A invasão da Ucrânia pela própria Rússia em fevereiro de 2022 significou o rompimento unilateral deste tratado por parte dos russos. E também um rompimento por parte dos Estados Unidos, uma vez que a invasão teve o endosso e a aprovação de Joe Biden, desde que fosse um fast track ou blitzkrieg.
Esse endosso inicial não tão secreto do governo democrata norte-americano à invasão russa explica a “carona” oferecida por Joe Biden ao presidente Ucraniano, Volodymyr Zelensky, como forma de remediar a inação americana junto à opinião pública interna.
A concordância inicial de Joe Biden com a invasão russa foi revelada em detalhes por Andrei Illarionov, ex-conselheiro econômico especial de Vladimir Putin, em entrevista dada à Rede NTD pouco após o início da Guerra da Ucrânia. A entrevista foi reproduzida em grande parte com tradução para o português no Canal PH Vox.
O único país que cumpriu os termos previstos no Memorando de Budapeste quando da invasão da Ucrânia foi o Reino Unido que, tão logo a guerra teve início, providenciou o envio de armas e treinamento aos soldados ucranianos sob os auspícios do Memorando de Budapeste.
Os Tratados Internacionais Sobre Laboratórios de Armas Biológicas Soviéticos
O Memorando de Budapeste deu uma solução principalmente ao problema do arsenal atômico herdado dos soviéticos que estava em solo ucraniano, ainda que o objetivo tenha sido na prática do de desarmar a Ucrânia, colocando em risco estratégico a integridade territorial e a soberania daquele país.
Mas estava ainda em aberto o problema dos inúmeros laboratórios de armas biológicas espalhados por toda a antiga União Soviética e suas ex-repúblicas satélites da cortina de ferro.
A partir de meados da década de noventa uma série de tratados internacionais foram firmados entre Estados Unidos, países europeus e a própria Rússia e as antigas repúblicas para fazer o manejo daquelas instalações de armas biológicas herdadas do regime soviético.

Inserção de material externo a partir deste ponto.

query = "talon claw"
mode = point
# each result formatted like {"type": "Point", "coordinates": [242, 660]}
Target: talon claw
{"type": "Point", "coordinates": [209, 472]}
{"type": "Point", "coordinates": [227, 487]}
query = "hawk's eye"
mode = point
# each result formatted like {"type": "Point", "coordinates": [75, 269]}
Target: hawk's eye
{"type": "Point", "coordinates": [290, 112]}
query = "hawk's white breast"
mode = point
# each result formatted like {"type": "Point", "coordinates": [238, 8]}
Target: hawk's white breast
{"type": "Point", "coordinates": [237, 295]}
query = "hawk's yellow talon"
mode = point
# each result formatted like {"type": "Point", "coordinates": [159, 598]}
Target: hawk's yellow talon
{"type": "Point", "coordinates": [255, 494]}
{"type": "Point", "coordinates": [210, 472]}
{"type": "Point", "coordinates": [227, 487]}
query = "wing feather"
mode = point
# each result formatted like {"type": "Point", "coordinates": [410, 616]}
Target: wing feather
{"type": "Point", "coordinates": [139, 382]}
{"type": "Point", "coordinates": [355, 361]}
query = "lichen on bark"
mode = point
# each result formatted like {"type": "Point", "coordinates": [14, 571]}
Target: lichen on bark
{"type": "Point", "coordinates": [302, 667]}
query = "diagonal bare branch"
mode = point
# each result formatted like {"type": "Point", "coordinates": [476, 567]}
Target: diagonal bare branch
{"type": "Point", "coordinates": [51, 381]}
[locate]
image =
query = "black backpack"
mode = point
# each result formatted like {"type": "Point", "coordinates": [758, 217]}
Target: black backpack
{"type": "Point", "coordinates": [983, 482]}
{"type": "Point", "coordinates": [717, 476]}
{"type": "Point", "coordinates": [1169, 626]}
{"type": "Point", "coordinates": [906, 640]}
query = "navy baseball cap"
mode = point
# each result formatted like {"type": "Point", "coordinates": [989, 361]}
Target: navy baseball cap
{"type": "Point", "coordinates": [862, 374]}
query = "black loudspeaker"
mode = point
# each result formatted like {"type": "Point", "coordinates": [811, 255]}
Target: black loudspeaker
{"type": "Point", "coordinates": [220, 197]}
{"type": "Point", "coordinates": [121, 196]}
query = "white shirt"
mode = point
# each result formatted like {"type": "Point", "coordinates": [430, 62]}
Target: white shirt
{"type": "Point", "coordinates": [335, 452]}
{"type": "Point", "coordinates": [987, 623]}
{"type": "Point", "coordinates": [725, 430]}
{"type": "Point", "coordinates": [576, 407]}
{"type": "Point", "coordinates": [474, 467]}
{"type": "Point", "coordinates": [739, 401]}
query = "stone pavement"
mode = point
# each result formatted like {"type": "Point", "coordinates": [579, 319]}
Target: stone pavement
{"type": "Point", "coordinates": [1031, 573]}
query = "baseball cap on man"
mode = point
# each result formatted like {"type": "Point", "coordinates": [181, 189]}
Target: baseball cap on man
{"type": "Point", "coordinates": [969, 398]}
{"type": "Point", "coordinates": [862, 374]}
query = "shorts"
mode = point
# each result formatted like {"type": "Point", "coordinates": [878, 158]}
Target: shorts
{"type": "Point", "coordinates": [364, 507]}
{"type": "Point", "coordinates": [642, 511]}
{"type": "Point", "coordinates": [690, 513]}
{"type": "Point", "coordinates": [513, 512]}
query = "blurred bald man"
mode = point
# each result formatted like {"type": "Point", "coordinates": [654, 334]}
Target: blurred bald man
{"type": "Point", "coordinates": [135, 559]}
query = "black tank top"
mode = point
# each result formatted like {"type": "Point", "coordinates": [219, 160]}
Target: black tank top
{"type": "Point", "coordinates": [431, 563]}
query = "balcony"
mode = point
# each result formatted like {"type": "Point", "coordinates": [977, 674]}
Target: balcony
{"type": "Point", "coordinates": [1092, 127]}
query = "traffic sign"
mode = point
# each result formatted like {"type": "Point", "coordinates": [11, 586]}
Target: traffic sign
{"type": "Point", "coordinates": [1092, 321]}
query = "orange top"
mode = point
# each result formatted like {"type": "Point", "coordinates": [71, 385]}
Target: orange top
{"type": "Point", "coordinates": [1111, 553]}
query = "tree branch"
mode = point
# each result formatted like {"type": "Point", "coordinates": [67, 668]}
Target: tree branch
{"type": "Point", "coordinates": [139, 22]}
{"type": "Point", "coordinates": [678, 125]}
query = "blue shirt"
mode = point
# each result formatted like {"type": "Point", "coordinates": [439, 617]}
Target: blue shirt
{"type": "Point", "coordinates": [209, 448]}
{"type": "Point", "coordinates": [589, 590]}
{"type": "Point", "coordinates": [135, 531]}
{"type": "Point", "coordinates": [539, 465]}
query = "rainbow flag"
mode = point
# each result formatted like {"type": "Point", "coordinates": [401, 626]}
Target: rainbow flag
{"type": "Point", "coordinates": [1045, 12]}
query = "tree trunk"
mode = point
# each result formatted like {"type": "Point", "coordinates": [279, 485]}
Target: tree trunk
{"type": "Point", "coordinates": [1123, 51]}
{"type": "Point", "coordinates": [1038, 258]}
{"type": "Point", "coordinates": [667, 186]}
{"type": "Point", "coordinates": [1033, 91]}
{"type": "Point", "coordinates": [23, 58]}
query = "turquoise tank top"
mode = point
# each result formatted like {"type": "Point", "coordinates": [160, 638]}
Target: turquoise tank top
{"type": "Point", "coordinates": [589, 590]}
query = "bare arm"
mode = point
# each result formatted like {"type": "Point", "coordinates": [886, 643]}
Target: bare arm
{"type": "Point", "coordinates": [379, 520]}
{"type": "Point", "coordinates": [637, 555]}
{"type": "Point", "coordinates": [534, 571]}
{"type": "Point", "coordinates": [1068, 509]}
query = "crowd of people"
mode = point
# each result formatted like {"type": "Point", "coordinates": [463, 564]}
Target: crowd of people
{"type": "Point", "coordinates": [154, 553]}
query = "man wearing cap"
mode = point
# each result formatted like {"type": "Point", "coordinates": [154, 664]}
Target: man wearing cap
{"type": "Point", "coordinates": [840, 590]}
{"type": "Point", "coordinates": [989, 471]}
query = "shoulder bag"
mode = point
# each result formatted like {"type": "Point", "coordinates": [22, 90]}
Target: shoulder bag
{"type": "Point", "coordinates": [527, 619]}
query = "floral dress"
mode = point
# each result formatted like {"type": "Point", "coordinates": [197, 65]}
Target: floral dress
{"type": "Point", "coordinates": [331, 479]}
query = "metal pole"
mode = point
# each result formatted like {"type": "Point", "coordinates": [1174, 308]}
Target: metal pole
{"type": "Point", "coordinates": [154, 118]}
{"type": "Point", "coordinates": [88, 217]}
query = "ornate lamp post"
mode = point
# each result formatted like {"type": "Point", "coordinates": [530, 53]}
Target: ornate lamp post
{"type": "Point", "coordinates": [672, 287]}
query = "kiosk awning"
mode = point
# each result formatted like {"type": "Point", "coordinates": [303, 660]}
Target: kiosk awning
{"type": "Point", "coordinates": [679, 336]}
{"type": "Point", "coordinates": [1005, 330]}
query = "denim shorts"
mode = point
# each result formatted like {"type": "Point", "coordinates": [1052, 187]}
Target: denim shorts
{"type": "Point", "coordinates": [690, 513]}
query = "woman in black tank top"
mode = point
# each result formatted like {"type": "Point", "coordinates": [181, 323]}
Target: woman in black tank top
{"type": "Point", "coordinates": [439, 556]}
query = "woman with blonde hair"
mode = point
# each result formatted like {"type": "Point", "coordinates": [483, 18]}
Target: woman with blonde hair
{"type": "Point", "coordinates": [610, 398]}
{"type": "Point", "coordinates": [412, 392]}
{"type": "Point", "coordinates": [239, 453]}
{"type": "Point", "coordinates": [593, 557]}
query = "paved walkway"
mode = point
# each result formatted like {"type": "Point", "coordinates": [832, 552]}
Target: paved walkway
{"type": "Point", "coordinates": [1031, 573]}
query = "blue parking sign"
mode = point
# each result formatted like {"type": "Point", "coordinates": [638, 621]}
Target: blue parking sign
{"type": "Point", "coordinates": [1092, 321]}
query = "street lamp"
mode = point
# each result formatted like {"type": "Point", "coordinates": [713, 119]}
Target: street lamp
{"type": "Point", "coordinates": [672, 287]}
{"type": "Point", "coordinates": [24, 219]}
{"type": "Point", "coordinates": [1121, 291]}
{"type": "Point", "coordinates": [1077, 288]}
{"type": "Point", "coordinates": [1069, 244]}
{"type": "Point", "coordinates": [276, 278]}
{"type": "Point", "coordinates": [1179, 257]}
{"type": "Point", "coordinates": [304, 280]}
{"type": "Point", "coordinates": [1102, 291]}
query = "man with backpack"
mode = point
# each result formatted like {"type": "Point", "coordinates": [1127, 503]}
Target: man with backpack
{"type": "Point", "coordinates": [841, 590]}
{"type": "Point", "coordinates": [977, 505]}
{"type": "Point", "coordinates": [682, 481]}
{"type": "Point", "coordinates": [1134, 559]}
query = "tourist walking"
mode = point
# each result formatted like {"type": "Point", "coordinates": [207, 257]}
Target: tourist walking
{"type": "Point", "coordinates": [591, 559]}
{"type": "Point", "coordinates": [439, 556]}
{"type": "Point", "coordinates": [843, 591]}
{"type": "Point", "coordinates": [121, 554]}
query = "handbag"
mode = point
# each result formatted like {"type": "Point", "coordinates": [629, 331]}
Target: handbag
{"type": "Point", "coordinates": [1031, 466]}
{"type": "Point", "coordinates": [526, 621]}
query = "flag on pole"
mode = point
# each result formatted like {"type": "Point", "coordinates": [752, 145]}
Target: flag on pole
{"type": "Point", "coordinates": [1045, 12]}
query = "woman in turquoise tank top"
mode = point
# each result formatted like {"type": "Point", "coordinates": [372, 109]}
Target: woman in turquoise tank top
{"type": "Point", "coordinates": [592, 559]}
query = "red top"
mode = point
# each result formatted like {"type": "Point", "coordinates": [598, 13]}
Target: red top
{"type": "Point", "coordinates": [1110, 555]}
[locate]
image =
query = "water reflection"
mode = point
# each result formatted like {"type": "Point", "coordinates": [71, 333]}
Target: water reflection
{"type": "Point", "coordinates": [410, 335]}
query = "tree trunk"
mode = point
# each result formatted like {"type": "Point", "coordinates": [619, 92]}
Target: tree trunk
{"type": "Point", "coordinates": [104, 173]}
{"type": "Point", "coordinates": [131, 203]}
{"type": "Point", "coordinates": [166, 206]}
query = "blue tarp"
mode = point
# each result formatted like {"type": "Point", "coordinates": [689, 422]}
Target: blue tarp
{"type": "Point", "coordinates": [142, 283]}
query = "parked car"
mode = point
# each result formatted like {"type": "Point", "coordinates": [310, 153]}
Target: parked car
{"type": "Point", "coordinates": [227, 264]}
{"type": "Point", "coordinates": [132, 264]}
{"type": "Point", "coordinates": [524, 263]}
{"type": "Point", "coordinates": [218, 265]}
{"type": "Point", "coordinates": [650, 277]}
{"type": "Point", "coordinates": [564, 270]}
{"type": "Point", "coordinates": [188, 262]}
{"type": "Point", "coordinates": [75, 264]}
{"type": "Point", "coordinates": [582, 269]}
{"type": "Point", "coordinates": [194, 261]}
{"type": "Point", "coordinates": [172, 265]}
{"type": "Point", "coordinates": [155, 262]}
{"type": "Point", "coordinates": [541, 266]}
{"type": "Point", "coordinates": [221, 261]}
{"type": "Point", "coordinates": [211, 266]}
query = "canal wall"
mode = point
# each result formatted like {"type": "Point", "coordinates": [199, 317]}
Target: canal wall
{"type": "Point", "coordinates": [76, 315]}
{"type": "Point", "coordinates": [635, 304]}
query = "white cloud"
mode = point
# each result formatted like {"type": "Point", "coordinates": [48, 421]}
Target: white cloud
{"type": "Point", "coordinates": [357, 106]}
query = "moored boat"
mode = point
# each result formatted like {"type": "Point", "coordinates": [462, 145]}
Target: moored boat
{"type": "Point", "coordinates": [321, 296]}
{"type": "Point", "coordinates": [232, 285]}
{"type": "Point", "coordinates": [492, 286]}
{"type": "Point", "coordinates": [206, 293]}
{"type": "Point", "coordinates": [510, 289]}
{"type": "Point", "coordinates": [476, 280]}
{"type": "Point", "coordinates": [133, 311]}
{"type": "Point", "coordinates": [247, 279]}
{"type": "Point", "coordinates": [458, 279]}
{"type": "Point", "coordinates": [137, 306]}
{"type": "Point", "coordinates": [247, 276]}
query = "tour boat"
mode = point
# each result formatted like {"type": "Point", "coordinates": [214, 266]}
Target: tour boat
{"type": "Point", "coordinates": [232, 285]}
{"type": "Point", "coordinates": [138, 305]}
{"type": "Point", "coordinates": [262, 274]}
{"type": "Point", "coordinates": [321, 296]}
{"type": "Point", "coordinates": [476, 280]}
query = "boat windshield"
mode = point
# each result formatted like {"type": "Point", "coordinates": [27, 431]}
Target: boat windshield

O principal problema envolvido com esses tratados era também o dinheiro: o custo gigantesco para isolar vírus e outros patógenos e para fechar ou converter estes laboratórios em instalações para fins não bélicos. A quase totalidade desses custos foram arcados pelos Estados Unidos.
Esses tratados ganharam momentum quando o então presidente da Federação Russa, Boris Yeltsin, anunciou em abril de 1992 a decisão formal da Rússia de aderir à Biological Weapons Convention (BWC), convenção internacional de banimento de armas biológicas. Junto com a adesão, veio a decisão russa de encerrar imediatamente todo o esforço empreendido desde a era soviética na pesquisa e desenvolvimento de armas biológicas.
Quando do fim da União Soviética, cerca de 1.7 milhão russos trabalhavam em laboratórios de pesquisa e desenvolvimento de armas biológicas, sendo que 97% desta atividade era custeada pelo governo soviético, ques estava em ruina econômica.
Aproximadamente 60 mil cientistas russos estavam envolvidos nessas atividades, que eram em grande parte secretas, especialmente durante o período da Guerra Fria, ainda que houvesse algumas informações obtidas pelo serviços de inteligência ocidentais.
O principal diretor de todos estes programas soviéticos de armas biológicas era o microbiologista russo Ken Alibek, que posteriormente desertou, migrou para os Estados Unidos e publicou o livro Biohazard: The Chilling True Story of the Largest Covert Biological Weapons Program in the World, que é mais completa compilação que se tem sobre o assunto e revela em detalhes o quanto os soviéticos estavam dedicados à produção desse tipo de armamento.
Um relatório amplo e completo, também traçando o cenário geopolítico daquele período e denominado por Securing Former Soviet Biological Weapons, elaborado por Kenneth N. Luongo e outros autores, mostra todos os detalhes das negociações entre norte-americanos, europeus e russos em tono desses laboratórios. O relatório traz também os debates havidos no Senado dos Estados Unidos na época a respeito.
Nesse ambiente, ao longo da década de noventa, inúmeros tratados sob os auspícios das Nações Unidas ou bilaterais foram firmados entre Estados Unidos, países europeus e russos ou cada uma das ex-repúblicas satélites soviéticas.
Em comum a todos estes tradados havia alguns pontos: os custos para o isolamento (securing) das armas biológicas produzidas pelos antigos soviéticos ficavam sempre com o Ocidente, principalmente os Estados Unidos. Os laboratórios seriam todos fechados ou convertidos em instalações de pesquisa para fins não bélicos.
Também ficou acordado que o acesso a estes laboratórios reformados para inspeção internacional seria assegurado, inclusive para os laboratórios em território da Rússia. O mesmo valendo para laboratórios nas ex-repúblicas satélites.
No caso da Ucrânia, foi firmado um acordo entre aquele país e os Estados Unidos para o manejo dos antigos laboratórios soviéticos de armas biológicas em território ucraniano.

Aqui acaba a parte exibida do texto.